Sin embargo, la policía secreta del Reich ya había puesto sus ojos en él. Le tendieron una trampa elaborada: dos hombres que se hicieron pasar por judíos sedientos de convertirse al catolicismo entablaron amistad con él. En noviembre de 1942, le invitaron a un paseo que acabó de manera distraída en la frontera con Francia. Allí, fue secuestrado por la Gestapo, que lo trasladó a Berlín, donde fue procesado como traidor a la patria. Las actas de los interrogatorios, preservadas hasta hoy, revelan su firmeza al defender su fe católica y su deseo de mantenerla con coherencia, aun a costa de su vida.
Cartas e interrogatorios
«Cuando el superior general me encargó este libro, poco a poco fui ahondando en su historia y sus textos», recuerda el padre Cárdenas. «Los que más me impresionaban eran sus cartas de despedida y el interrogatorio ante la Policía, en su proceso en Berlín. Su vida, escrita por el padre José María Salaverri, había sido ya muy bien publicada por PPC, pero sus escritos estaban solo parcialmente publicados, con textos entresacados. Todavía hace 15 años, viviendo yo entonces en Polonia, me lamentaba de que este interrogatorio no estuviera traducido al español».

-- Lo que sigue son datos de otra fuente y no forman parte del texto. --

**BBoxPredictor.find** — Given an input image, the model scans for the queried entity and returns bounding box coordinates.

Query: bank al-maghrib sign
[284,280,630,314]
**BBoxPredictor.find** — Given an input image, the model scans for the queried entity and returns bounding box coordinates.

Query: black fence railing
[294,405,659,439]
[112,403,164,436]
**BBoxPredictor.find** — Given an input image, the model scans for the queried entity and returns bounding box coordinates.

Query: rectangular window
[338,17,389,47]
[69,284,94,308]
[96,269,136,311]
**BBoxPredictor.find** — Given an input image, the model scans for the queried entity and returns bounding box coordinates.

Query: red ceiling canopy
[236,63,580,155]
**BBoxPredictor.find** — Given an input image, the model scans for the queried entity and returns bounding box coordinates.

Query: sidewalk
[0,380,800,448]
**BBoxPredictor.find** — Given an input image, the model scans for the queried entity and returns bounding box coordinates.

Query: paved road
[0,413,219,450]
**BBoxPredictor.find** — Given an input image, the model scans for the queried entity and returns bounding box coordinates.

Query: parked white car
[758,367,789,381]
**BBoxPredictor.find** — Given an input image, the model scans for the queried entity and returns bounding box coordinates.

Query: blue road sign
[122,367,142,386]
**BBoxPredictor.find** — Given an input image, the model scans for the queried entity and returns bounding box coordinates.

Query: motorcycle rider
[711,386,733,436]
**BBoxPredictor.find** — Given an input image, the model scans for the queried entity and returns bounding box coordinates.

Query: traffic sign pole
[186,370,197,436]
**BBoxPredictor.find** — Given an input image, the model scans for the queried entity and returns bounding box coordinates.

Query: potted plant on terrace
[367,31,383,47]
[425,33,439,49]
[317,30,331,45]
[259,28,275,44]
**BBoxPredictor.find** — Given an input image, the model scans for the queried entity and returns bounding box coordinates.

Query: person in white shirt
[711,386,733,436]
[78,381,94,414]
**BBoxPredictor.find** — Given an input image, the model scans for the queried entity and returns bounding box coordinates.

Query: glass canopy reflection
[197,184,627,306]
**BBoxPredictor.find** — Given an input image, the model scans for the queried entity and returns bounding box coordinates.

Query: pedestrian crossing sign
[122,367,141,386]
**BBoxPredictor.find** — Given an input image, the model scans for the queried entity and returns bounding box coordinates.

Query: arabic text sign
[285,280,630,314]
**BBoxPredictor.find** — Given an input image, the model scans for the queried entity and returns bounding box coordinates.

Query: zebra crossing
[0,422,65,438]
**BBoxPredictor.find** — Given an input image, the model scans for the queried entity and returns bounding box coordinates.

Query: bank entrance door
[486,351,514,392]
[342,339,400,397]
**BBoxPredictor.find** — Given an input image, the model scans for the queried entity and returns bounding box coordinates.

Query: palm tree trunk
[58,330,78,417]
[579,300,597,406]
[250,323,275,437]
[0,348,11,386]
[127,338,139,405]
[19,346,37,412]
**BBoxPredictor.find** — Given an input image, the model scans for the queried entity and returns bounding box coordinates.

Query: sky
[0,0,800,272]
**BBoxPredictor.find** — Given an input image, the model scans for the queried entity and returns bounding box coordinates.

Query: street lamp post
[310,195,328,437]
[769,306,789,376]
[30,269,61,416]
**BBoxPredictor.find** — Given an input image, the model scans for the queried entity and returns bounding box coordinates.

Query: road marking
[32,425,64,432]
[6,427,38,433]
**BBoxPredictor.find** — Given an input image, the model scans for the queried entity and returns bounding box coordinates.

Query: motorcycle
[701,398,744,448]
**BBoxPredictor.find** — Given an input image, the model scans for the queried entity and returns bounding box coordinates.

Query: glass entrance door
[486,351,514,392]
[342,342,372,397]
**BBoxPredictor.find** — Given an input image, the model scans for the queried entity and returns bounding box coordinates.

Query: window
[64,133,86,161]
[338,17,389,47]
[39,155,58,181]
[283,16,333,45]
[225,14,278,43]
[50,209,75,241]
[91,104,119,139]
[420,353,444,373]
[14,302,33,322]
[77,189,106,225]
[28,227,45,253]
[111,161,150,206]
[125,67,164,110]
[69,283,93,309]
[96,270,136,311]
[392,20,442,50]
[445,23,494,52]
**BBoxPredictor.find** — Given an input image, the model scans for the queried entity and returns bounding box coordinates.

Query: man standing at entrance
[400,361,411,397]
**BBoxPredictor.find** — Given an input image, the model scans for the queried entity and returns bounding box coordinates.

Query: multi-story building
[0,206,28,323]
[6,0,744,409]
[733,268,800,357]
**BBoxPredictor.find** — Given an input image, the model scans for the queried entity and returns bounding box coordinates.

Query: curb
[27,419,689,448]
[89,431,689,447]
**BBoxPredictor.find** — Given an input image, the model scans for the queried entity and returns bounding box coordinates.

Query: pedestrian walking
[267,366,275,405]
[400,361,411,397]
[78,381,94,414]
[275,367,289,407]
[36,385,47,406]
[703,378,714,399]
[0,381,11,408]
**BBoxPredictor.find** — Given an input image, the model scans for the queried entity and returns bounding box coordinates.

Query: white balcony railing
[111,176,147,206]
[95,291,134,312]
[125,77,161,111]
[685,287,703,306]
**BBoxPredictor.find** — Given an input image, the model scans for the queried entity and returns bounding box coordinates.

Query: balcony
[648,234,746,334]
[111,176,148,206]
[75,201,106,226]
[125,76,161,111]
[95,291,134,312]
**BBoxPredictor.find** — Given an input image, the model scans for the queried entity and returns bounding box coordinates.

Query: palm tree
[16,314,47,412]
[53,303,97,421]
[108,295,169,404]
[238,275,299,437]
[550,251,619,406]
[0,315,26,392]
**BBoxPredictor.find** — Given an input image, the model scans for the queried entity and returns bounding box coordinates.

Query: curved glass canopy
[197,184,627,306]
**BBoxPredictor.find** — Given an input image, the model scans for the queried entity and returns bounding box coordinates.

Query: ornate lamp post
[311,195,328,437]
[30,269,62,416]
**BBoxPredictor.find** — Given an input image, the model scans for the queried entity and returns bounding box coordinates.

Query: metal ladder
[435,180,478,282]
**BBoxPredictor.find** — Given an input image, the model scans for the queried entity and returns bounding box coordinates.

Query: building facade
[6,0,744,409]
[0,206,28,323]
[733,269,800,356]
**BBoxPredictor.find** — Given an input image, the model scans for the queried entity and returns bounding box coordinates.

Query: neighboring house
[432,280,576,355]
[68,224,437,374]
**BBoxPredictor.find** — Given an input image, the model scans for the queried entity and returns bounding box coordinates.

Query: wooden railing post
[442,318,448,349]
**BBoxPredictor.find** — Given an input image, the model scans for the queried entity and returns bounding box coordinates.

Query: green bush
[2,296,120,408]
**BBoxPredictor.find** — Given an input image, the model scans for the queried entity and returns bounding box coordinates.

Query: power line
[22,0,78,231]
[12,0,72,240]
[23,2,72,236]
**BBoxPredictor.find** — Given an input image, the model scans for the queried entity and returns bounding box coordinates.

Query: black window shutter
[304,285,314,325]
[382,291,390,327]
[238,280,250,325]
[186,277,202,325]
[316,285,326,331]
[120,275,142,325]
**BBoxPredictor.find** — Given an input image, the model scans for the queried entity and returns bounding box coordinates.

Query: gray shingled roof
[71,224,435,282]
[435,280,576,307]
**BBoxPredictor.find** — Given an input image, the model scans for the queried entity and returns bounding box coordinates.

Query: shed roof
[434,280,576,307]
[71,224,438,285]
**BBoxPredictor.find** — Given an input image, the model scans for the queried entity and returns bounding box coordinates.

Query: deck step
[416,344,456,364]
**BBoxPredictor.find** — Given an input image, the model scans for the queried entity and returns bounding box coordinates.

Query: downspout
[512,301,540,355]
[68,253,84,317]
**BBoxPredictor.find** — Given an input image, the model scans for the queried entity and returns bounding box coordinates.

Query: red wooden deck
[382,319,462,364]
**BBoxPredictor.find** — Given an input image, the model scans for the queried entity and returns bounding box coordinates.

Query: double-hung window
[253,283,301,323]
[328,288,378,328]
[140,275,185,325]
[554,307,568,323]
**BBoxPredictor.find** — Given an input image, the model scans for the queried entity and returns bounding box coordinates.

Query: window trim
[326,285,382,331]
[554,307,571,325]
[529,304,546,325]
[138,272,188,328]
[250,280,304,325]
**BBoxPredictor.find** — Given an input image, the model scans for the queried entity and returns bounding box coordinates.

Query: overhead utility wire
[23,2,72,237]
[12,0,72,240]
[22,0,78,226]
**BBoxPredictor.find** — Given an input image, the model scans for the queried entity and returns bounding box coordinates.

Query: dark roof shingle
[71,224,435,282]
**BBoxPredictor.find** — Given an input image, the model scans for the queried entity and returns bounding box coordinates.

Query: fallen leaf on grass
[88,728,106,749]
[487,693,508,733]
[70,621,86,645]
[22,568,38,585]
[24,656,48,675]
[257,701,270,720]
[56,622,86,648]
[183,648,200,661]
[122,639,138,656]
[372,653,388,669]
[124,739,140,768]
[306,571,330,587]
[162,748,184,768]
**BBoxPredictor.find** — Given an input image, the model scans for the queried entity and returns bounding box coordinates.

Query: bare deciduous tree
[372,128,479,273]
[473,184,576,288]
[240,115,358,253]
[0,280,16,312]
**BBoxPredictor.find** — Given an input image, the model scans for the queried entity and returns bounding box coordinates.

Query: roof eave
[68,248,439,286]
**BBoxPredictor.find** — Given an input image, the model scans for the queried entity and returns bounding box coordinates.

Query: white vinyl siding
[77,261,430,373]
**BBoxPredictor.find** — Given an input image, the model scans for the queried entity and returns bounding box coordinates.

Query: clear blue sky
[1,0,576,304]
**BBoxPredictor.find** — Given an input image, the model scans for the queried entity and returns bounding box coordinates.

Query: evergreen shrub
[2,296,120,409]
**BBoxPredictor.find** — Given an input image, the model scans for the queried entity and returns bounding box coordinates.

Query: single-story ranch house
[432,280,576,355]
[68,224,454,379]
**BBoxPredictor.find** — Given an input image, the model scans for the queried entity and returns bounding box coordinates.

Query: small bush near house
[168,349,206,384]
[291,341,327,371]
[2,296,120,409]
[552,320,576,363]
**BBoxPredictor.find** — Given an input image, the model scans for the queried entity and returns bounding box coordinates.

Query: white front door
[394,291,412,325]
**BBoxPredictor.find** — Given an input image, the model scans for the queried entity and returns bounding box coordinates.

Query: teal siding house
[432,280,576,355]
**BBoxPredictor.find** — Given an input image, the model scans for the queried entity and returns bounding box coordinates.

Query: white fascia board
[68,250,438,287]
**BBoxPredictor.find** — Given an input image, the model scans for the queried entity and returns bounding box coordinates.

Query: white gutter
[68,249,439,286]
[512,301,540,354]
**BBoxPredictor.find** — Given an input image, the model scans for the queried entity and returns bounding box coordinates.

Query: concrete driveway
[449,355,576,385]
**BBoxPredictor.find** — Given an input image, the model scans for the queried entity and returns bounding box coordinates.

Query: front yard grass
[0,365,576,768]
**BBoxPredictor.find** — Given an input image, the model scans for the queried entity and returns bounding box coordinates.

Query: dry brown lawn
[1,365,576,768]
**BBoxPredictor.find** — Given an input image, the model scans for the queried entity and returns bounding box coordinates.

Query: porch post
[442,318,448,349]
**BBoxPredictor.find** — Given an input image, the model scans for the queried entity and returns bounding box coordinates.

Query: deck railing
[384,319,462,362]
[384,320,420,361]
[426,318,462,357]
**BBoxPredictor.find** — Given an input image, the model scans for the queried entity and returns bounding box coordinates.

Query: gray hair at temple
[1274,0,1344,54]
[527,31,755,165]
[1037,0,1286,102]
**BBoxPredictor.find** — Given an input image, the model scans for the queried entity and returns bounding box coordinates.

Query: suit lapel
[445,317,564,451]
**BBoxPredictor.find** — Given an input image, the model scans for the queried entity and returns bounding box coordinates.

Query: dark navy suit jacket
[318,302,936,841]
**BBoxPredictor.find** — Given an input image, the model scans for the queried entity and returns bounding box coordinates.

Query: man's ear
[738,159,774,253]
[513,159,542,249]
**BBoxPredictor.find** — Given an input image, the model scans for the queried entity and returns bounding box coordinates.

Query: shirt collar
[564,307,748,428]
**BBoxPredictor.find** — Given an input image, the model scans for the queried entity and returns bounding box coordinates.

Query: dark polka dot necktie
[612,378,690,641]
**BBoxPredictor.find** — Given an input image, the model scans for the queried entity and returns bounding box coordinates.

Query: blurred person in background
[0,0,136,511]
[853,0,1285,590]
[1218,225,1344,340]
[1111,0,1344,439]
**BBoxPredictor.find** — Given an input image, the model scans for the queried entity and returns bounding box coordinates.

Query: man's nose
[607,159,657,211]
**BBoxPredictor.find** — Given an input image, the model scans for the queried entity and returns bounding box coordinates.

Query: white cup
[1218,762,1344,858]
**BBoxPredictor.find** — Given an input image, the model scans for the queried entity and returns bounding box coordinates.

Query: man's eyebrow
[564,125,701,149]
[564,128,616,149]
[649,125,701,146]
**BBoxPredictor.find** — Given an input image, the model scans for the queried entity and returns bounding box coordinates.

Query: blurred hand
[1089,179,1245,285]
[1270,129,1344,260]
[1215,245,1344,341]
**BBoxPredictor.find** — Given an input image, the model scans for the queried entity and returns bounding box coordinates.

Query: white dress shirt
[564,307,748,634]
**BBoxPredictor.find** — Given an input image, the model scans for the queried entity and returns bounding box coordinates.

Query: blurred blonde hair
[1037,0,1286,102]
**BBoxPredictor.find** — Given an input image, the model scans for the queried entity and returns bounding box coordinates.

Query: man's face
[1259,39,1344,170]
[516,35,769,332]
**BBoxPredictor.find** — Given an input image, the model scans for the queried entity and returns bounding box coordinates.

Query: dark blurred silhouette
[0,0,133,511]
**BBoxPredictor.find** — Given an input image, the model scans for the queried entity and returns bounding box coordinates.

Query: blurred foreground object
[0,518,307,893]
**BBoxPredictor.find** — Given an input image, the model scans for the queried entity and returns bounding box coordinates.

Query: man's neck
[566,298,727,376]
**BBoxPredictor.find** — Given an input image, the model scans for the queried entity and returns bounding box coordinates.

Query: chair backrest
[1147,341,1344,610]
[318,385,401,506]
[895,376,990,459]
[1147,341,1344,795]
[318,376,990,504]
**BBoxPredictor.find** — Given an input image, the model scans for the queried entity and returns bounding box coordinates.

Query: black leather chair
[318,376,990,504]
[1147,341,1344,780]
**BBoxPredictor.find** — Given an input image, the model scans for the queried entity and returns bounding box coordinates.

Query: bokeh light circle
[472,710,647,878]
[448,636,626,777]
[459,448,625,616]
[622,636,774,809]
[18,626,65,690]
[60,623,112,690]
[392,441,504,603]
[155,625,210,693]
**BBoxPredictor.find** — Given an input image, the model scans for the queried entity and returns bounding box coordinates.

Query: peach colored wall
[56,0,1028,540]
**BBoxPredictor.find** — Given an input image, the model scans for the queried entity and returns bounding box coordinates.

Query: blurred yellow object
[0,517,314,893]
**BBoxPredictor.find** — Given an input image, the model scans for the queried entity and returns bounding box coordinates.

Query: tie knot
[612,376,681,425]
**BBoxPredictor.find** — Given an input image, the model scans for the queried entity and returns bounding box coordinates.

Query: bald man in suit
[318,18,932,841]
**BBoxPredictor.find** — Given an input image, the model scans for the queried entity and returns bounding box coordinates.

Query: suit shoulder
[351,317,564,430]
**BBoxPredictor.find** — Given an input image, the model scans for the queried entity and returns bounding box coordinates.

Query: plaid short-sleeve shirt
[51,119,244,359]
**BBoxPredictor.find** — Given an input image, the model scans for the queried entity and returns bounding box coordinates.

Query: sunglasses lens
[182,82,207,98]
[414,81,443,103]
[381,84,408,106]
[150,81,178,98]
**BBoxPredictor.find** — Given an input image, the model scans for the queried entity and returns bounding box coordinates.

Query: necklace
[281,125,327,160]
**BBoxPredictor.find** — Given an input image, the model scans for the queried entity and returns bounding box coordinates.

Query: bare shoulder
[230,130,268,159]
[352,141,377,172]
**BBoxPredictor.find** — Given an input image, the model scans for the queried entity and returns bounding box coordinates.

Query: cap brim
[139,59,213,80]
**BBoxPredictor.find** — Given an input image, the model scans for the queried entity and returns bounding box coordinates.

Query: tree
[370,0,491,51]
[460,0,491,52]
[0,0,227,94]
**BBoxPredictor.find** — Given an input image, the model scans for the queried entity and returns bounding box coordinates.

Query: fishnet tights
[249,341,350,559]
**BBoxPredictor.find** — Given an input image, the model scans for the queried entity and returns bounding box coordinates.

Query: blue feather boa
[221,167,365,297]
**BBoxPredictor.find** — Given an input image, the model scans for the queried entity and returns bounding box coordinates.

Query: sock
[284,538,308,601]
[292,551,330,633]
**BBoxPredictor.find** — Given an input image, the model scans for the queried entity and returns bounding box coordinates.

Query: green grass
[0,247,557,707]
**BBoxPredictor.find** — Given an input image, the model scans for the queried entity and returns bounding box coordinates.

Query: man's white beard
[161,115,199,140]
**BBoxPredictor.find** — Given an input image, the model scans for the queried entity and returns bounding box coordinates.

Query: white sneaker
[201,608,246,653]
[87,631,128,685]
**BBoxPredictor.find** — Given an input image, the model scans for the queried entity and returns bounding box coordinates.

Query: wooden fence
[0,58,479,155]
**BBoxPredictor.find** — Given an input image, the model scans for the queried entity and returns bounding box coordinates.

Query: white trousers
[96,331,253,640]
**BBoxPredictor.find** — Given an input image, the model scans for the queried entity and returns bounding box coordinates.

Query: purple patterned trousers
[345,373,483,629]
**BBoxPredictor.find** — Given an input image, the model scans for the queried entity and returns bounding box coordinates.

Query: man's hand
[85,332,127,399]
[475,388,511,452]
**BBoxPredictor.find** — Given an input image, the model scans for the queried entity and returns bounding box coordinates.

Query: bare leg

El impulso vino de una carta recibida de parte del superior general, el padre Fétis, en 2020: «Deseo que se editen los escritos del P. Gapp en las tres lenguas oficiales de la SM, pues pienso que es un personaje que merece ser mejor conocido. He pensado que tú podrías ser el autor (…)».
La obra, que recoge todos sus escritos conocidos, incluyendo sus últimas cartas y el acta del interrogatorio de la Gestapo, es de gran importancia para la Compañía de María, ya que la historia de Gapp es la historia de la congregación en el siglo XX.
Respecto a la serenidad del sacerdote ante el martirio, el autor del libro explica que el beato «no era un hombre siempre sereno, sino más bien apasionado y no pocas veces impulsivo». Sin embargo, el tiempo de prisión le ayudó a santificarse a través de «su profunda oración y la recepción de los sacramentos». «Su proceso —escribe Fétis— es un impresionante acto de valentía y coraje. Su vida, aunque a menudo frágil e incierta, descansa sobre la verdad como sobre una roca».
Fue condenado a muerte el 2 de julio de 1943. «Después de haber luchado largo tiempo contra mí mismo, he llegado a considerar este día como el más hermoso de mi vida», escribirá en una de sus cartas de despedida. A su superior, le confesará que «he pasado por momentos realmente difíciles, pero ahora soy plenamente feliz. Creo que todo esto me ha ocurrido para que pueda santificarme en este tiempo de pruebas».
Al trazar paralelismos con los desafíos de nuestro mundo, el padre Cárdenas afirma que el mensaje del padre Gapp a los jóvenes cristianos de hoy, tentados por la indiferencia, el autoritarismo o el miedo, sería el de «despertar su conciencia para que no se dejen llevar por las ideologías dominantes». Sin embargo, matiza, lo central en su historia no es ninguna cuestión ideológica, sino «el amor fascinado por su “querido Salvador”, que es lo que le permitió resistir en el amor y la verdad».